Sergey Marchuk

Personal information
- Nationality: Russian
- Born: Sergey Vasilyevich Marchuk 13 April 1953 Moscow, Russian SFSR, Soviet Union
- Died: 25 August 2016 (aged 63)
- Height: 1.74 m (5 ft 9 in)

Sport
- Country: Soviet Union
- Sport: Speed skating
- Club: Dynamo Moscow
- Turned pro: 1973
- Retired: 1980

Achievements and titles
- Personal bests: 500 m: 38.45 (1977) 1000 m: 1:14.65 (1977) 1500 m: 1:56.4 (1977) 3000 m: 3:56.65 (1977) 5000 m: 6:57.68 (1977= 10 000 m: 14:39.56 (1977)

= Sergey Marchuk =

Soviet speed skater

Sergey Vasilyevich Marchuk (Серге́й Васильевич Марчук; 13 April 1952 - 25 August 2016) was a Russian speed skater.

==Biography==
In 1977, Marchuk skated 3:56.65 on the 3,000 m on the Medeo rink of Alma-Ata, significantly below Ard Schenk's world record time of 4:08.3. Unfortunately for Marchuk, the tournament had not been approved by the International Skating Union (ISU) and so his time was not recognised as a world record. It would be 15 years before anyone, officially or unofficially, skated the 3,000 m faster than Marchuk had. This happened in 1992 when Thomas Bos skated an official world record of 3:56.16 at the indoor arena of Calgary - the Olympic Oval.
Marchuk had his best year in 1978 when he became Soviet Allround Champion, European Allround Champion, and won bronze at the World Allround Championships.

==Medals==
An overview of medals won by Marchuk at important championships he participated in, listing the years in which he won each. He participated at least once in all the championships that are listed.
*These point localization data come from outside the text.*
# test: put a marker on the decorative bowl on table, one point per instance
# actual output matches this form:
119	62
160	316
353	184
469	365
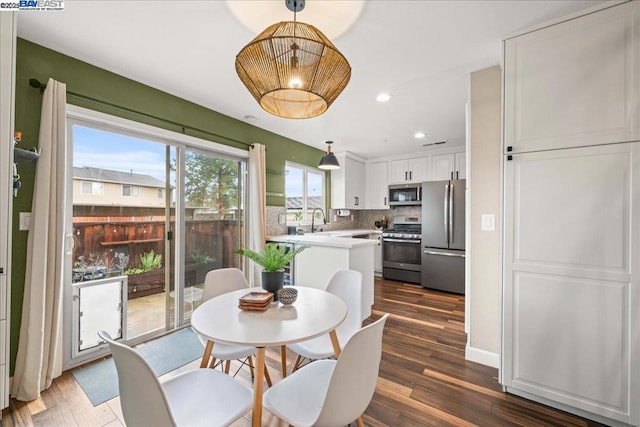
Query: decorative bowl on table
287	295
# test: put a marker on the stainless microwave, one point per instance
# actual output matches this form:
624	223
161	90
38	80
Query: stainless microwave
405	194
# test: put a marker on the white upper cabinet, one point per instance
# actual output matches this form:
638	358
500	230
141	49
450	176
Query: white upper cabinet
448	166
377	185
576	83
348	183
409	170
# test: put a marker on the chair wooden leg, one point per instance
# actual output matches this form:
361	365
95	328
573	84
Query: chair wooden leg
207	354
250	363
256	419
267	377
213	363
283	358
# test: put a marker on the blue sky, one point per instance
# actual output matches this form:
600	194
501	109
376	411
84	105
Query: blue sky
294	183
106	150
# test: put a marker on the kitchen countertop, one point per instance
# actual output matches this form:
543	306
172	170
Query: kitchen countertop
336	238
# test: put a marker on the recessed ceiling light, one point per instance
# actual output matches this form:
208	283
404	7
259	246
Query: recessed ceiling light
383	97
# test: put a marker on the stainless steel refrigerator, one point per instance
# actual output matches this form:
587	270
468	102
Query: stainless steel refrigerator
443	228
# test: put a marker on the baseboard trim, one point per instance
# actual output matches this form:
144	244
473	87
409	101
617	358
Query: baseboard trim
482	356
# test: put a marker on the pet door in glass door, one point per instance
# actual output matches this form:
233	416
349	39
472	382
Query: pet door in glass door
98	305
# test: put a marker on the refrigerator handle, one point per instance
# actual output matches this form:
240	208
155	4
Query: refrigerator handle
451	207
445	204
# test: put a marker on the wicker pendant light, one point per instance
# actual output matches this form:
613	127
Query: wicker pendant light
292	69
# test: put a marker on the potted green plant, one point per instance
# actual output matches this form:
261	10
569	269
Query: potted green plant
273	260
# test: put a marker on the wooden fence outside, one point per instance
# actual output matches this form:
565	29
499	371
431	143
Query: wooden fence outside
99	241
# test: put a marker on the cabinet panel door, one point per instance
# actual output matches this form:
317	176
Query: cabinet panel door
576	83
461	166
399	171
378	185
418	169
570	298
355	189
442	166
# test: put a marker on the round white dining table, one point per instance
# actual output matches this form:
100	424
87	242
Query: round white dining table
315	312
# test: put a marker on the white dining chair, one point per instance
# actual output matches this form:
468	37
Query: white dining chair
328	392
201	397
218	282
347	284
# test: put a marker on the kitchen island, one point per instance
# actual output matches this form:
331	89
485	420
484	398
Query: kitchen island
330	251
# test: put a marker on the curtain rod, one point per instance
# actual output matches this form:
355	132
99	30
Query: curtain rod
35	83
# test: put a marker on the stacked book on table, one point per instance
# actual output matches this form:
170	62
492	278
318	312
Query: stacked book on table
255	301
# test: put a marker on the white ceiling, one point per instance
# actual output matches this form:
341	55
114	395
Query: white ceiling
421	52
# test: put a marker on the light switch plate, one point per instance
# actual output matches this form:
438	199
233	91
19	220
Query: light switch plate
25	220
488	222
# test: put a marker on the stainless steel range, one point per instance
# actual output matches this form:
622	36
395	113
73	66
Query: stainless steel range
401	247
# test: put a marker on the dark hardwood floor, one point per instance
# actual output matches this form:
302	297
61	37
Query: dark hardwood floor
424	379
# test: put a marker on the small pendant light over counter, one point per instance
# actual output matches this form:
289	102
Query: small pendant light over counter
329	160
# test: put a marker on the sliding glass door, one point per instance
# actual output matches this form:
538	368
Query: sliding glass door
149	218
213	196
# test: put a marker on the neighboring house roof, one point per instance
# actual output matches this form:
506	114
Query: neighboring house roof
312	202
105	175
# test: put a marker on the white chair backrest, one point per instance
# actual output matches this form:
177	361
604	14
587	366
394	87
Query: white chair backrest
347	284
221	281
354	378
142	399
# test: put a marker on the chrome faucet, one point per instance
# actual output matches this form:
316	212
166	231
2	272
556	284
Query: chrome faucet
313	217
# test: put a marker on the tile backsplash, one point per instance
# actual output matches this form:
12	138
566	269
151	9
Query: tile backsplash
361	218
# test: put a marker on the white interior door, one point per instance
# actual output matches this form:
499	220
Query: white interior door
571	280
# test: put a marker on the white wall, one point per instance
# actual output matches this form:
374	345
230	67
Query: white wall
485	304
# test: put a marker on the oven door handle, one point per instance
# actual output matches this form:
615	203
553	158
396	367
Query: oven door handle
444	254
402	241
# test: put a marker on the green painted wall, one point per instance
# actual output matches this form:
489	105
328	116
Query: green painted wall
34	61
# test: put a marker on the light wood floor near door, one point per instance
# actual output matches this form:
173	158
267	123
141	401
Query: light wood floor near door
424	378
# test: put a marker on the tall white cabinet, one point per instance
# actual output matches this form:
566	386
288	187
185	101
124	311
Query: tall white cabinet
571	291
7	71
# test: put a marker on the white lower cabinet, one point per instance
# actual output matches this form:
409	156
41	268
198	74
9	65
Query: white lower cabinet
572	281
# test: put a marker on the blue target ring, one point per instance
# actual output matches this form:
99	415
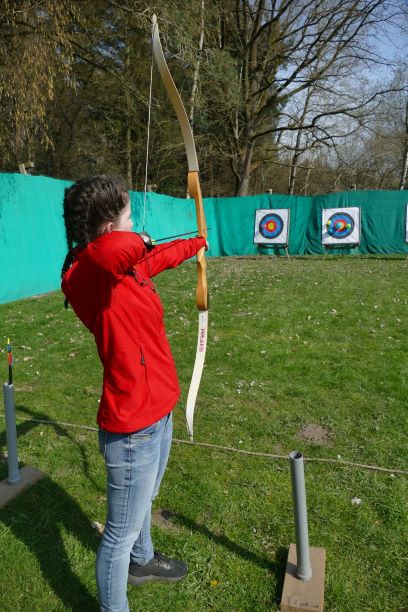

| Championships | Gold medal | Silver medal | Bronze medal |
|---|---|---|---|
| Winter Olympics | – | – | – |
| World Allround | – | – | 1978 |
| World Cup | – | – | – |
| European Allround | 1978 | – | 1979 |
| Soviet Allround | 1977 1978 1979 | 1976 1980 | – |

==Personal records==
To put these personal records in perspective, the WR column lists the official world records on the dates that Marchuk skated his personal records.

| Event | Result | Date | Venue | WR |
|---|---|---|---|---|
| 500 m | 38.45 | 26 March 1977 | Medeo | 37.00 |
| 1,000 m | 1:14.65 | 12 March 1977 | Medeo | 1:15.70 |
| 1,500 m | 1:56.4 | 25 December 1976 | Medeo | 1:55.61 |
| 3,000 m | 3:56.65 | 11 March 1977 | Medeo | 4:08.3 |
| 5,000 m | 6:57.68 | 29 December 1980 | Medeo | 6:56.9 |
| 10,000 m | 14:39.56 | 3 April 1977 | Medeo | 14:38.08 |
| Big combination | 164.187 | 20 March 1977 | Medeo | 165.884 |

Note that Marchuk's personal record on the 1,000 m was not recognised as a world record by the ISU because he skated it at a non-approved meet. In addition, Eric Heiden skated even faster (1:14.47) at that same meet. Marchuk's personal record on the 3,000 m was set during that same non-approved meet, so it was not recognised as a world record either. Finally, Marchuk's personal record on the big combination was not a world record either because Jan Egil Storholt skated 163.221 at that same meet.

Marchuk has an Adelskalender score of 162.996 points. He was number one on the Adelskalender for 350 days in 1977 and 1978.